Le castor : fervent défenseur de l’environnement

Castor Nord-Américain . By Sherseydc Steve . Licence

Du XVIIème à la fin du XIXème siècle, le castor a disparu de nombreuses régions de France, du fait de sa destruction directe par l’homme, pour sa chair ou encore sa fourrure. De fait, l’espèce ne subsistait plus que dans la vallée du Rhône. Au début du XXème siècle, la population de castors du Rhône était estimée à quelques dizaines d’individus, uniquement localisés dans la basse vallée. Afin d’éviter son extinction, le castor fut protéger dès 1909 dans les Bouches-du-Rhône, le Gard et le Vaucluse. On peut estimer aujourd’hui que l’ensemble des effectifs devrait être compris en 10 000 et 12 000 individus.

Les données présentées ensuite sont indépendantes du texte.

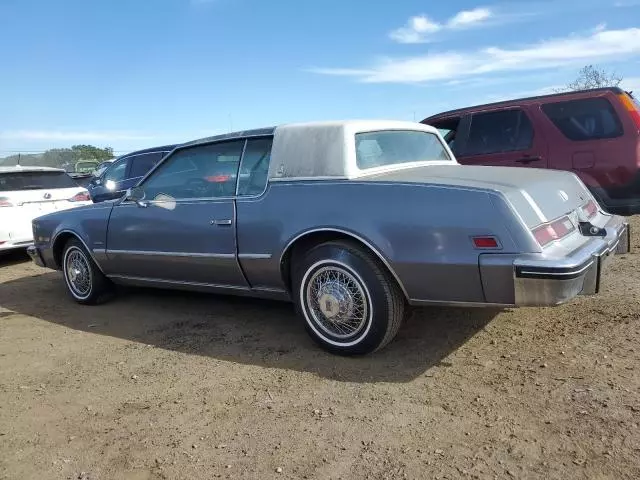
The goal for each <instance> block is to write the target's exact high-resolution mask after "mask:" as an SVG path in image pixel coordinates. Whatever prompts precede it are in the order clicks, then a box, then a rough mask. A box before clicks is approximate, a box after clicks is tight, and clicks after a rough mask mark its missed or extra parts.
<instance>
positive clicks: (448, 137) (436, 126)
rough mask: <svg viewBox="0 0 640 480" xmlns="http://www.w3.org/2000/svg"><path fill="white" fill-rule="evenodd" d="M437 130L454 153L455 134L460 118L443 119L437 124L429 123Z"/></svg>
mask: <svg viewBox="0 0 640 480" xmlns="http://www.w3.org/2000/svg"><path fill="white" fill-rule="evenodd" d="M429 125H432V126H434V127H436V128H437V129H438V131H439V132H440V135H442V138H444V141H445V142H447V144H448V145H449V148H450V149H451V151H453V153H454V154H455V153H456V133H457V131H458V127H459V126H460V117H452V118H445V119H443V120H438V121H437V122H433V123H429Z"/></svg>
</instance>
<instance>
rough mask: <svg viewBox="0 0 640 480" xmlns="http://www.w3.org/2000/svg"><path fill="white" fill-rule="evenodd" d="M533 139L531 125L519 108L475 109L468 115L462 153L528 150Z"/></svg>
mask: <svg viewBox="0 0 640 480" xmlns="http://www.w3.org/2000/svg"><path fill="white" fill-rule="evenodd" d="M532 142H533V125H532V123H531V120H529V117H528V116H527V114H526V113H525V112H524V111H523V110H522V109H519V108H517V109H510V110H501V111H498V112H487V113H477V114H474V115H472V117H471V127H470V130H469V138H468V140H467V142H466V145H465V147H464V152H463V155H485V154H490V153H504V152H515V151H519V150H528V149H529V148H530V147H531V143H532Z"/></svg>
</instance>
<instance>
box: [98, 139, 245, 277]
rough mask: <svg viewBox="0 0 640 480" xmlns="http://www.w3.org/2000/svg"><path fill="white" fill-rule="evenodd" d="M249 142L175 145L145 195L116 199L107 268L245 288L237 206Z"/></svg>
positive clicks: (149, 180) (124, 275)
mask: <svg viewBox="0 0 640 480" xmlns="http://www.w3.org/2000/svg"><path fill="white" fill-rule="evenodd" d="M244 144H245V141H244V140H233V141H227V142H217V143H210V144H203V145H197V146H190V147H185V148H181V149H177V150H175V151H174V152H173V153H172V154H171V156H170V157H169V158H167V159H166V160H165V161H164V162H163V163H162V165H160V166H159V167H158V168H157V169H155V170H154V171H153V172H152V173H151V175H149V176H148V177H147V178H145V179H144V181H143V182H142V184H141V185H140V186H139V188H138V190H141V191H142V192H144V200H143V201H141V202H137V203H136V202H132V201H123V202H120V203H118V204H116V205H115V206H114V208H113V211H112V213H111V218H110V220H109V227H108V232H107V252H106V254H107V263H106V269H107V271H108V273H109V274H111V275H119V276H123V277H128V278H133V279H139V280H143V281H144V280H146V281H155V282H169V283H188V284H193V285H201V284H204V285H208V286H219V287H230V288H246V287H247V283H246V280H245V278H244V275H243V274H242V271H241V270H240V266H239V264H238V260H237V256H236V233H235V205H234V196H235V188H236V179H237V171H238V165H239V163H240V156H241V154H242V149H243V148H244Z"/></svg>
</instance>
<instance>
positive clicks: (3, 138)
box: [0, 130, 154, 142]
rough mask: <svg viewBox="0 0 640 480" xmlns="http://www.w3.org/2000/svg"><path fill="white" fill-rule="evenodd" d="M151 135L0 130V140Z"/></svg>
mask: <svg viewBox="0 0 640 480" xmlns="http://www.w3.org/2000/svg"><path fill="white" fill-rule="evenodd" d="M153 138H154V137H153V136H150V135H140V134H135V133H130V132H98V131H77V132H72V131H59V130H8V131H4V132H0V139H2V140H30V141H68V142H91V141H94V142H96V141H99V142H112V141H122V140H151V139H153Z"/></svg>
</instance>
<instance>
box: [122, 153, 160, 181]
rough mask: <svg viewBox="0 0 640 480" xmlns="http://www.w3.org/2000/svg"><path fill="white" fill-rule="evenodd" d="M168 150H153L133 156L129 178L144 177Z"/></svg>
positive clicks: (131, 158)
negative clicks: (141, 154)
mask: <svg viewBox="0 0 640 480" xmlns="http://www.w3.org/2000/svg"><path fill="white" fill-rule="evenodd" d="M166 154H167V152H153V153H145V154H142V155H136V156H134V157H131V171H130V173H129V178H138V177H144V176H145V175H146V174H147V172H148V171H149V170H151V169H152V168H153V167H154V166H155V164H156V163H158V162H159V161H160V160H162V157H163V156H164V155H166Z"/></svg>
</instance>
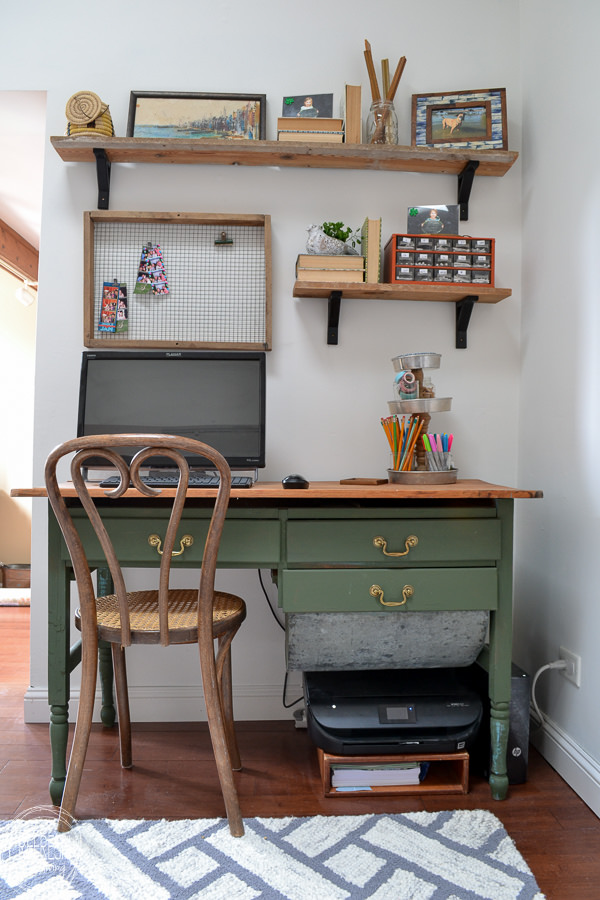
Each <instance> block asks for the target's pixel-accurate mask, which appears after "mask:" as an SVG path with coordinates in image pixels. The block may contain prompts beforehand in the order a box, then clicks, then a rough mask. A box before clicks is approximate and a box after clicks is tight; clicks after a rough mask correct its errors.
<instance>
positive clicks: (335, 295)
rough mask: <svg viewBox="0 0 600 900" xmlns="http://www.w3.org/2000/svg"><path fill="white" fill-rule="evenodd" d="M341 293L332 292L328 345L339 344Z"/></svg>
mask: <svg viewBox="0 0 600 900" xmlns="http://www.w3.org/2000/svg"><path fill="white" fill-rule="evenodd" d="M341 301H342V292H341V291H332V292H331V293H330V295H329V303H328V305H327V343H328V344H337V342H338V332H339V326H340V306H341Z"/></svg>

Cet étonnant rongeur, à la fois « bûcheron » et « hydraulicien », est un animal qui présente des caractéristiques particulières et inhabituelles d’aménageur de son écosystème. Le castor est par ailleurs de plus en plus considéré comme un auxiliaire efficace de l’homme dans ses opérations de renaturation, de génie écologique et de gestion différenciée des berges.

En effet, en inondant certains terrains, les familles de castors recréent et entretiennent des chapelets de zones humides s’alimentant gravitairement de l’amont vers l’aval. Ces milieux sont propices à l’épuration de l’eau et au développement de la faune et de la flore. Ces barrages, s’ils sont assez nombreux et importants, renforcent également l’alimentation des nappes phréatiques et favorisent une alimentation plus régulière des sources.

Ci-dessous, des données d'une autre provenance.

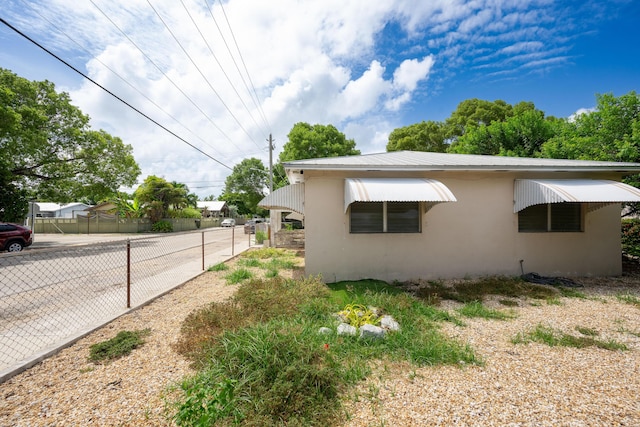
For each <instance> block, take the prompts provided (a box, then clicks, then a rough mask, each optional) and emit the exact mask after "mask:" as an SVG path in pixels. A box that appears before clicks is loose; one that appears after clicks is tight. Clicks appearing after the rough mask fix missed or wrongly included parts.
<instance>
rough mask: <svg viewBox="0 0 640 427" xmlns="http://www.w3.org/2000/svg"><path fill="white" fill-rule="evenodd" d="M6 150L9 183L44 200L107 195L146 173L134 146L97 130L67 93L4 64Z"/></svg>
mask: <svg viewBox="0 0 640 427" xmlns="http://www.w3.org/2000/svg"><path fill="white" fill-rule="evenodd" d="M0 152H2V157H3V161H4V165H3V167H4V168H5V169H6V171H8V173H9V174H10V176H9V182H10V183H11V184H12V185H13V186H14V188H15V189H16V190H17V191H21V190H25V189H29V193H30V196H32V197H37V198H38V199H40V200H54V201H56V202H72V201H75V200H79V199H89V200H104V199H107V198H108V197H111V196H113V195H114V194H116V193H117V190H118V188H119V187H121V186H131V185H133V184H134V183H135V181H136V178H137V177H138V175H139V174H140V168H139V166H138V165H137V163H136V162H135V159H134V158H133V154H132V152H133V150H132V148H131V146H130V145H125V144H124V143H123V142H122V140H120V139H119V138H117V137H114V136H111V135H109V134H108V133H107V132H105V131H103V130H99V131H95V130H91V129H90V127H89V117H88V116H86V115H84V114H82V112H81V111H80V109H78V108H77V107H75V106H73V105H71V101H70V98H69V95H68V94H67V93H64V92H62V93H57V92H56V90H55V86H54V84H53V83H51V82H48V81H43V82H36V81H33V82H32V81H29V80H27V79H24V78H22V77H19V76H17V75H16V74H14V73H12V72H10V71H9V70H5V69H1V68H0Z"/></svg>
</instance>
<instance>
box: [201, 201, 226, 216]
mask: <svg viewBox="0 0 640 427" xmlns="http://www.w3.org/2000/svg"><path fill="white" fill-rule="evenodd" d="M198 209H200V212H201V213H202V216H203V217H205V218H208V217H216V218H219V217H226V216H229V207H228V206H227V202H224V201H212V202H203V201H200V200H199V201H198Z"/></svg>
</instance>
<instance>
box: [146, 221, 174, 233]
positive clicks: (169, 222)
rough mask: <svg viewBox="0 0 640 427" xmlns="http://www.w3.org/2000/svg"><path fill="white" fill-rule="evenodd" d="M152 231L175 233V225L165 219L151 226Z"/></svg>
mask: <svg viewBox="0 0 640 427" xmlns="http://www.w3.org/2000/svg"><path fill="white" fill-rule="evenodd" d="M151 231H154V232H156V233H170V232H172V231H173V224H172V223H171V222H169V221H166V220H164V219H163V220H160V221H158V222H155V223H153V225H152V226H151Z"/></svg>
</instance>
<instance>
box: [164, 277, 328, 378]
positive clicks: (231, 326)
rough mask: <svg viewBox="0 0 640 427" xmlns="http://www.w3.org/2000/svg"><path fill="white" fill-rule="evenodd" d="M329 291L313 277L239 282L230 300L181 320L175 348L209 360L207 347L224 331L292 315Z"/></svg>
mask: <svg viewBox="0 0 640 427" xmlns="http://www.w3.org/2000/svg"><path fill="white" fill-rule="evenodd" d="M327 295H328V290H327V288H326V286H325V285H324V284H323V283H322V282H320V280H319V279H317V278H313V277H310V278H307V279H304V280H300V281H294V280H287V279H284V278H282V277H280V276H278V277H276V278H273V279H265V280H261V279H253V280H249V281H247V282H245V283H242V284H241V285H240V287H239V288H238V290H237V292H236V294H235V296H234V297H233V298H232V299H231V300H229V301H224V302H214V303H211V304H209V305H208V306H206V307H204V308H202V309H200V310H196V311H194V312H192V313H190V314H189V315H188V316H187V318H186V319H185V321H184V322H183V323H182V328H181V334H180V339H179V340H178V342H177V343H176V344H175V346H174V348H175V350H176V351H177V352H178V353H180V354H182V355H184V356H185V357H187V358H189V359H191V360H192V361H193V363H194V366H195V367H199V366H202V364H203V363H206V361H207V352H208V349H209V348H211V347H212V346H213V345H214V344H215V343H216V342H217V341H218V339H219V337H220V336H221V335H222V333H223V332H224V331H230V330H237V329H240V328H243V327H247V326H248V325H251V324H254V323H258V322H266V321H269V320H270V319H273V318H276V317H280V316H290V315H292V314H294V313H297V312H298V311H299V310H300V309H299V305H300V304H303V303H304V302H305V301H309V300H314V299H315V298H317V297H319V296H325V297H326V296H327ZM325 309H326V308H325Z"/></svg>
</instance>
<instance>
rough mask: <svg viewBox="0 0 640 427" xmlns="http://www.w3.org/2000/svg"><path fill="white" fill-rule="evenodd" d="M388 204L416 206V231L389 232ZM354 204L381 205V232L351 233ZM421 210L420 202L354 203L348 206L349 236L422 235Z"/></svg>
mask: <svg viewBox="0 0 640 427" xmlns="http://www.w3.org/2000/svg"><path fill="white" fill-rule="evenodd" d="M389 203H392V204H400V203H402V204H416V205H417V208H418V218H417V219H416V220H417V224H416V225H417V229H416V230H415V231H392V232H390V231H389V213H388V206H389ZM356 204H358V205H359V204H376V205H378V204H382V231H371V230H369V231H367V230H364V231H353V223H354V218H353V206H354V205H356ZM422 209H423V203H422V202H386V201H385V202H354V203H352V204H351V205H350V207H349V233H350V234H380V233H389V234H403V233H404V234H416V233H422Z"/></svg>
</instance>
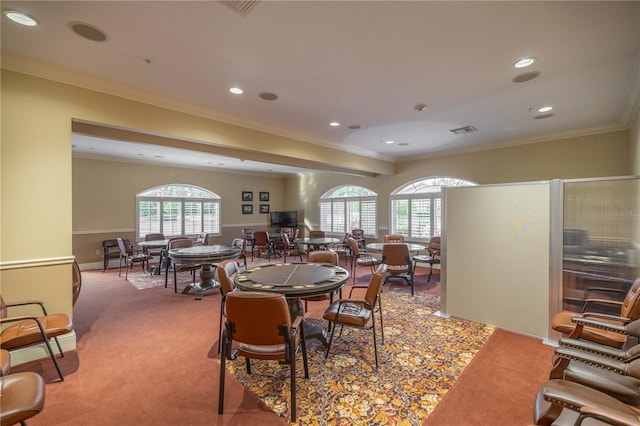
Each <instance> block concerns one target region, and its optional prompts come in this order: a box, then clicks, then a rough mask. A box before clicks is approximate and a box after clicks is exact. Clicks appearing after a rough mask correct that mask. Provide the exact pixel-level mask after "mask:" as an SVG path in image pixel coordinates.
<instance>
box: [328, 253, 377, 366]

En régulant le débit des cours de l’eau, il diminue également et très efficacement les risques de sécheresse en amont de ses barrages. Au Canada, la réintroduction de castor canadensis dans l’Alberta, grâce aux petits barrages qu’il construit et entretient, a permis de faire fortement reculer le risque d’incendie et le stress hydrique des arbres.

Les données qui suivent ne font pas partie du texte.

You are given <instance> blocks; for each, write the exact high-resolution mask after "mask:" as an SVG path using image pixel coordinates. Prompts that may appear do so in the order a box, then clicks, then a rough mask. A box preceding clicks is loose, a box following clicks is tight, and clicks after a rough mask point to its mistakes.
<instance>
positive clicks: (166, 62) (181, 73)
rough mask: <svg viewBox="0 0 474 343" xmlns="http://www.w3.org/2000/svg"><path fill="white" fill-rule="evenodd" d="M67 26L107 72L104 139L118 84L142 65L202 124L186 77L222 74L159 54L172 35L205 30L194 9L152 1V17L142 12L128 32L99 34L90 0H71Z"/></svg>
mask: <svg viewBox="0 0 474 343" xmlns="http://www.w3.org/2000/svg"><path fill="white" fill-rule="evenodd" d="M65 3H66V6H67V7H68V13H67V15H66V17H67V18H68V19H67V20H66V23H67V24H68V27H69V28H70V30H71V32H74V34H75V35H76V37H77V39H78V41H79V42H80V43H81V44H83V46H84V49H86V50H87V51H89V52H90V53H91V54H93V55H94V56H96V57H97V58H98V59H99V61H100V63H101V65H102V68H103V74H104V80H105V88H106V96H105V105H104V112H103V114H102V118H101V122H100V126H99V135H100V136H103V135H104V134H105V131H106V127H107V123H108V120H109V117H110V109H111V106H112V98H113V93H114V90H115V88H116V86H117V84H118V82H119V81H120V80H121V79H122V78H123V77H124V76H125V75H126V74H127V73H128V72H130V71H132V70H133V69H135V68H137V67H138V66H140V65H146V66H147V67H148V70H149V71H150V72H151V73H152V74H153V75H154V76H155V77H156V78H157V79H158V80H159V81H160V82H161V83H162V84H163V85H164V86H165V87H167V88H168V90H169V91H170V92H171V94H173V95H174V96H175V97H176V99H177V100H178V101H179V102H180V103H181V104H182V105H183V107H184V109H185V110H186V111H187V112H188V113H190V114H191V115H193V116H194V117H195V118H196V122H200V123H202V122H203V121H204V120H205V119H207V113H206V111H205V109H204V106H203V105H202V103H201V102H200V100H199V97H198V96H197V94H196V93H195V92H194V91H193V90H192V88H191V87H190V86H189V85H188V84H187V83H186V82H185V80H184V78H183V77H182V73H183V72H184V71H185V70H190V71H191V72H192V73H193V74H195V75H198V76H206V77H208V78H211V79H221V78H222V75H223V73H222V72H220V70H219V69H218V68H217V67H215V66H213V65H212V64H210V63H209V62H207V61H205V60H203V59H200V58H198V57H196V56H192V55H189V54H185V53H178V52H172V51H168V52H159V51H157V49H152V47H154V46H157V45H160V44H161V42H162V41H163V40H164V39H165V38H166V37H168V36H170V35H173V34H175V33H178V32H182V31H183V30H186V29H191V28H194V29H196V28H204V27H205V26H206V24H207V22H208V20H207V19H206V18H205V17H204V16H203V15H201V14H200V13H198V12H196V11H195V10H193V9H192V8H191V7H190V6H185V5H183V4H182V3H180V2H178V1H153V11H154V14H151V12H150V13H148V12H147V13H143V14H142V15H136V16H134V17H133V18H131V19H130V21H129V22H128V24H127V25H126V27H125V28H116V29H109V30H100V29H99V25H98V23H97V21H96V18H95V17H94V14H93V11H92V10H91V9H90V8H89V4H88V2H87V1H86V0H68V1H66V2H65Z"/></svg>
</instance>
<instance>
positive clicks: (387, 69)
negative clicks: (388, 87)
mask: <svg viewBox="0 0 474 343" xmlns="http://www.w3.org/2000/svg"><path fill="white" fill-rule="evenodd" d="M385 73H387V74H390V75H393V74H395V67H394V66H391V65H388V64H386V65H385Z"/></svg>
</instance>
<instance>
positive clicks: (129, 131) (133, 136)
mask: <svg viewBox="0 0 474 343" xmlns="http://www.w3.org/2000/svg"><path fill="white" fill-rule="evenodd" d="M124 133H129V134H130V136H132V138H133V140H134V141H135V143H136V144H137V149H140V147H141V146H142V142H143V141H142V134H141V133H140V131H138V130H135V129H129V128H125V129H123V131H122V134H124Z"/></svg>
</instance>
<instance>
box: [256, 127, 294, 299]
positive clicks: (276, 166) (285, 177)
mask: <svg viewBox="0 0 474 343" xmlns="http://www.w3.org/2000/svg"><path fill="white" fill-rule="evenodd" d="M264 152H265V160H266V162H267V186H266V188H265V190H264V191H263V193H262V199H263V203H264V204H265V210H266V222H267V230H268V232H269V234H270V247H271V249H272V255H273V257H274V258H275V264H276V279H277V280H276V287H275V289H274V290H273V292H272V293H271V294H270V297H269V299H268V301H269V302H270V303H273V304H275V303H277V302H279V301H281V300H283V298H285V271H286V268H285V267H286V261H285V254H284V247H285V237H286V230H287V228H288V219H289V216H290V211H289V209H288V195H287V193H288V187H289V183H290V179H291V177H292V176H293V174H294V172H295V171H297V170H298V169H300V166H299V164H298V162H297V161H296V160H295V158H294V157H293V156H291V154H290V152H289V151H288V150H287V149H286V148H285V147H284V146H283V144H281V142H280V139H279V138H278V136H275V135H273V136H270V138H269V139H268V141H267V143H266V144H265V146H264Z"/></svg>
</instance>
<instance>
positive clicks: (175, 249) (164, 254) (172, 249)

Il y a quelques mois, un barrage de castors canadensis a d’ailleurs empêché une marée noire dans cette région du Canada. Le 29 avril dernier, la rupture d’un oléoduc a provoqué le déversement de l’équivalent de près de 28 000 barils de pétrole. Cette échappée de combustible a été stoppée en plein course par un barrage fabriqué par des castors. Le pétrole s’est déversé sur une bande d’environ 700 mètres de long sur 30 mètres de large mais a été isolé à environ 300 mètres d’un cours d’eau. « Il est vrai qu’un barrage de castors dans ce secteur a contenu le déversement », avait déclaré le ministre albertain de l’Environnement Rob Renner.

Au final, cet accident aura eu un « impact minimal sur la faune sauvage ». La mort d’une dizaine de castors et canards avait toutefois été déplorée.